With its $8 million in extra funds, Beta Media wants to drastically scale its business |
Japan-based Daiwa PI Partners recently poured $8 million to Beta Media which operates 12 cineplexes and 60 movie houses across Vietnam. The investment is hoped to fuel the company's expansion plans under the franchise model as well as its ambitions to produce made-in-Vietnam movies under its production arm Beta Productions.
According to Bui Quang Minh, chairman of Beta Media’s management board, the firm targets to reach 50 cineplexes in the next two or three years. The initial step of the goal is to focus on Ho Chi Minh City’s nearby areas such as the two provinces Ba Ria-Vung Tau and Dong Nai.
Beta Cinemas was founded in 2014 in the northern province of Thai Nguyen.
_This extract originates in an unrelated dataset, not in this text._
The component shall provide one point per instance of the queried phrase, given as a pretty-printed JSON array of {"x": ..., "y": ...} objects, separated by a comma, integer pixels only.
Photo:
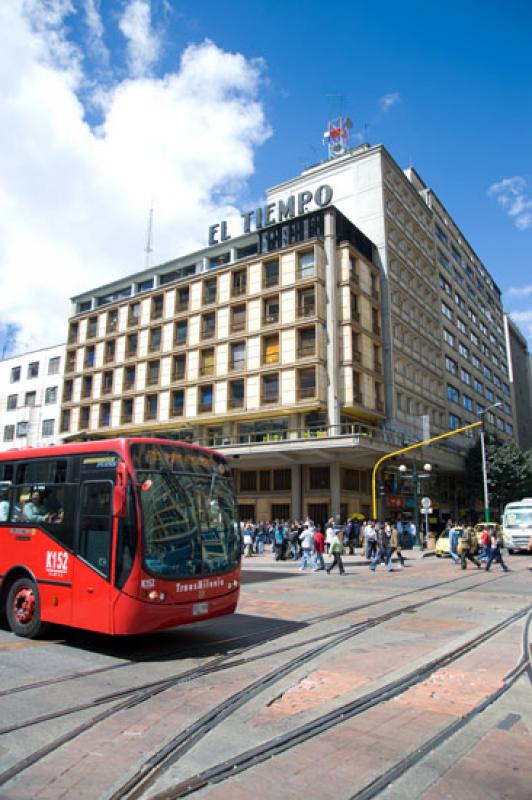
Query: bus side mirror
[{"x": 119, "y": 492}]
Along with the young and vibrant style the company wants to embody, after the first six years, the firm’s main competitive advantage remains the focus on low- and middle-income customers, which the company can afford by maintaining a stable profit as it is optimising land leasing costs via selecting suitable locations for its movie houses. This concept is contrary to the South Korean-backed CJ CGV Vietnam, which prefers shopping malls with the sometimes vast leasing expenses – one of the main reasons behind its tremendous losses during COVID-19.
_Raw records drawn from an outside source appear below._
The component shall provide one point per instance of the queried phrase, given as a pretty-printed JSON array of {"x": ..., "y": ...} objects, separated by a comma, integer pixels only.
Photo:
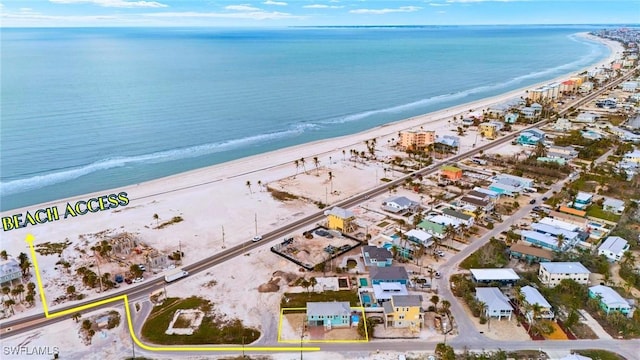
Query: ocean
[{"x": 90, "y": 109}]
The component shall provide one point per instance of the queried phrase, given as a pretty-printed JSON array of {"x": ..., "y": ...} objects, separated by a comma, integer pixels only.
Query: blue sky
[{"x": 268, "y": 13}]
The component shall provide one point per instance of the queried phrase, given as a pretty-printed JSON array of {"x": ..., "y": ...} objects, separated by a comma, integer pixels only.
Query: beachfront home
[
  {"x": 613, "y": 206},
  {"x": 329, "y": 314},
  {"x": 448, "y": 140},
  {"x": 511, "y": 118},
  {"x": 610, "y": 300},
  {"x": 399, "y": 204},
  {"x": 551, "y": 273},
  {"x": 489, "y": 130},
  {"x": 465, "y": 219},
  {"x": 341, "y": 219},
  {"x": 389, "y": 274},
  {"x": 503, "y": 276},
  {"x": 404, "y": 311},
  {"x": 451, "y": 172},
  {"x": 582, "y": 200},
  {"x": 495, "y": 303},
  {"x": 9, "y": 270},
  {"x": 384, "y": 291},
  {"x": 613, "y": 248},
  {"x": 530, "y": 137},
  {"x": 376, "y": 256},
  {"x": 533, "y": 297},
  {"x": 416, "y": 139},
  {"x": 531, "y": 254}
]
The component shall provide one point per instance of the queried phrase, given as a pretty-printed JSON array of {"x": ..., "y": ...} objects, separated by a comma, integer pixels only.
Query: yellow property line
[
  {"x": 280, "y": 340},
  {"x": 30, "y": 238}
]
In a response to VIR, Khanh Nguyen, lead of CJ CGV Vietnam’s PR corporate, said that its earnings in March plunged by 70 per cent on-year. Moreover, April and the first nine days of May saw no revenue at all. As soon as the national social distancing ended, just a tiny number of customers came to the cineplexes. “Currently, our performance has been improved but not as good as before the pandemic. However, it’s still positive for us at this time,” Khanh said.
Due to the huge deficit during the global health crisis, CJ CGV has just announced to sell its 25 per cent shares in CJ Vietnam to the other three subsidiaries of the parent company CJ Group.
CJ CGV’s financial performance has been greatly impacted due to unavoidable pandemic. Specifically, its debt-to-equity ratio rallied by nearly 200 percentage points to 845 per cent in this year’s first quarter, with an on-year drop of 22 per cent in total capital.